33354, RE: Is Philosophy really the subject you wanna do your doctorate in?|
Posted by Chike, Tue Jun-21-05 12:32 AM
>I don't even mean to be offensive in asking that.
>>You think celebrating a person's
>>life is wrong and that it deprives people of their
>Wrong. I just said there's no need to celebrate a person's
>life. Furthermore, I stated that it's the metamorphosis of
>people into symbols which deprives them of their humanenes
>(see Jesus Christ).
Had to add an anti-Christian dig in there, did you? How lovely. Malcolm is a symbol and there's no changing that. A mature view of him involves understanding the flesh and blood man with faults behind the symbol. I can assure you that neither Spike, LexM nor I eschew the mature view insofar as we have interest in Malcolm. And again, "one of our greatest lives" is not incompatible with understanding that every life is more than a symbol, it's a fault-ridden reality. Hope that's clear for you this time round.
>>I really wish to know what interesting
>>definition it is that you have of "life" and "celebration",
>>this definition that somehow makes "one of our greatest
>>an inhumane description (!!!).
>First, it's an apotheosis - Malcolm the ‹bermensch. Second,
>your use of the possessive pronoun is tantamount to epistemic
>power. You cannot claim him or his life for "us".
"Greatest" in terms of his life's symbolic power, but I'm guessing this will bring you back to your difficulty of understanding how one can understand a life's symbolic power without thinking the symbolism is all there is to it. And part of his humanness is his agency, and Malcolm's acts - most especially his "speech acts" - hold a certain significance in their powerful effect within his life and after it. So his greatness as a symbol has a lot to do with his greatness as a person. Which, again, does not make him an ubermensch, Mr. Either-Or - insult my aptitude for my discipline all you want, I am not going to cede ground so as to be trapped in a silly binary where you either don't celebrate a person or reduce them completely to nothing but an "inhuman" symbol.

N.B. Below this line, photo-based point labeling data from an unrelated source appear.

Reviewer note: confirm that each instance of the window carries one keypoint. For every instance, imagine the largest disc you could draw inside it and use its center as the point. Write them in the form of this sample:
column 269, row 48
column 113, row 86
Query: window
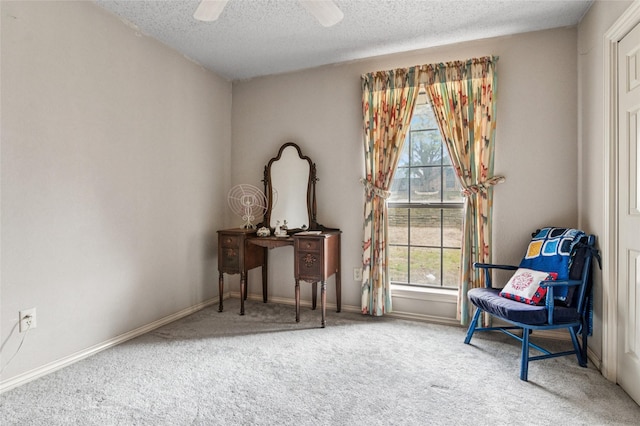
column 425, row 208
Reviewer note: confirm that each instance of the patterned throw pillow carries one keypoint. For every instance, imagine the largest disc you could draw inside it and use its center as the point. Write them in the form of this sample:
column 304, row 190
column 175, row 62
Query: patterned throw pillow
column 524, row 286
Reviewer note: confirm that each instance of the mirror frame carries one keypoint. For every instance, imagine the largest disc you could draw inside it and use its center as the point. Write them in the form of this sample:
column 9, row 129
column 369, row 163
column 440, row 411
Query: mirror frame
column 311, row 190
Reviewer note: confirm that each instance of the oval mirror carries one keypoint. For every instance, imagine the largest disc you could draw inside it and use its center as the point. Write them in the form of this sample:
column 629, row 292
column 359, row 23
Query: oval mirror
column 289, row 179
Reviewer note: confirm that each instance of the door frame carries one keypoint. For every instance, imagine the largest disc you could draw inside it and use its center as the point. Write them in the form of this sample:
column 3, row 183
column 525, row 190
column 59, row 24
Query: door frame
column 625, row 23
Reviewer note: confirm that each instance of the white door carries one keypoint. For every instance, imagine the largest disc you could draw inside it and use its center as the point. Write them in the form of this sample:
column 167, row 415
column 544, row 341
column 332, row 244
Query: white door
column 628, row 368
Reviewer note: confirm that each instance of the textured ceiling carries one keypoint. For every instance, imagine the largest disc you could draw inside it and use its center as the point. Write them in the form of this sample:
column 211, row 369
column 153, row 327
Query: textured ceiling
column 261, row 37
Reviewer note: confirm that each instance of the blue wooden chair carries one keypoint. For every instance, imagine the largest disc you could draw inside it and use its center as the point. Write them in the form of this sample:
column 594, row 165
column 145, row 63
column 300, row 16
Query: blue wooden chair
column 566, row 255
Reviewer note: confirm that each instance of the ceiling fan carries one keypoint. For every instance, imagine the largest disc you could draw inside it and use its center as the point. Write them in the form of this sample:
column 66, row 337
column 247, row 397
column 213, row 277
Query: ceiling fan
column 325, row 11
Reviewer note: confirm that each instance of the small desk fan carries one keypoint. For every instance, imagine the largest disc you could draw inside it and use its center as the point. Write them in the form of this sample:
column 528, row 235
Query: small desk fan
column 248, row 202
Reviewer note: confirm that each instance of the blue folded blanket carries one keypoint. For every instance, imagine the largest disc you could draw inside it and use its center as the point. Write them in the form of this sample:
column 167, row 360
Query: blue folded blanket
column 551, row 250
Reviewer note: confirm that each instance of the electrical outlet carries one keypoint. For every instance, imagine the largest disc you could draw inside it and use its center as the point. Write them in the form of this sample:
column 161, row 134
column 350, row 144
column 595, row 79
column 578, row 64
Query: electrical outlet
column 27, row 319
column 357, row 274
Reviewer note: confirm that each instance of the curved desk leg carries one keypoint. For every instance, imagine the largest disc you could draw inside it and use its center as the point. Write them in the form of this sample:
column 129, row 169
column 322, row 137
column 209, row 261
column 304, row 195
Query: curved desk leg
column 297, row 300
column 220, row 291
column 265, row 275
column 314, row 295
column 243, row 290
column 323, row 300
column 338, row 291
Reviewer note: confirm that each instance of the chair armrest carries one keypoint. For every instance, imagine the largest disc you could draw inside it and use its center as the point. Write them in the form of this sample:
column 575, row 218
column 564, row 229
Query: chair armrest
column 489, row 266
column 552, row 283
column 492, row 266
column 550, row 301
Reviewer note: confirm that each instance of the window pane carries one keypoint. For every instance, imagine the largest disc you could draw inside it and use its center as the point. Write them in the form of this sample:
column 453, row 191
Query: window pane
column 423, row 117
column 451, row 267
column 399, row 264
column 426, row 148
column 452, row 228
column 400, row 186
column 446, row 159
column 452, row 188
column 425, row 227
column 398, row 226
column 425, row 266
column 425, row 184
column 403, row 161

"our" = black folks. I think your reference to "epistemic power" is unintelligible unless all you mean is that you think I am overstepping (proper conceptual) bounds. But uh, sorry, since I self-identify as black, I take an interest in black lives that includes speaking from a first-person perspective, and I don't see that as overstepping any boundary. If you think I cannot "claim" a figure in black history, you are either attacking a straw man (am I saying I own other people's lives or something?) or wrong (as I said, if you can't understand the attachment black folks feel to Malcolm X, go study a while rather than argue with me).